Every year, 636,000 Americans are released from prisons, and more than 11 million cycle through local jails. Many residents in the places where LISC works number among these returning citizens—people in need of social support and family-sustaining jobs in order to become successful, contributing members of their communities. And many more, particularly young people, lack the opportunities and mentorship that could keep them from getting caught up in the justice system in the first place.
Every year, 636,000 Americans are released from prisons, and 11 million cycle through local jails.
LISC has ramped up its commitment to investing in concerted “pre-entry” and “re-entry” programming and supports in our communities. In addition to our crime reduction investments, last year we helped deploy $500,000 from the Walmart Foundation’s Inclusion and Diversity fund to local initiatives working with pre- and re-entry populations.
Projects we support include:
- Our network of Financial Opportunity Centers and our Bridges to Career Opportunities program support formerly incarcerated residents across the country to take the reins of their financial lives, build positive credit histories and skill up for living-wage jobs. This is supported in part with $4.5 million in funding from the U.S. Deptartment of Labor. We also nurture employer relationships with companies that prioritize the hiring of returning citizens.

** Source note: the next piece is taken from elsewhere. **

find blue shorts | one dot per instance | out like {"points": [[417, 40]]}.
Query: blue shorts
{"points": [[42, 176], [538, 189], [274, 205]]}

- Conflict resolution and mentoring programs such as the RVA League for Safer Streets, a basketball-based education program centered in public housing communities in Richmond, VA. Founded by two formerly incarcerated Richmond residents, the RVA League has already had a profound impact on internecine gun violence between rival gangs and in lowering crime in the city’s neighborhoods.
- Pre-entry programming, like the TeenREACH initiative the Springfield, Illinois Urban League, which works with young people who are at risk of being swept into gang activity in the middle- and high school years.
- Probation reform efforts, such as the Resurgence Collaborative in San Antonio, TX, which brought probation officers to an Eastside community center that was more accessible to a population of the city’s adult probationers. One result has been a significant drop in probation revocation because of missed appointments.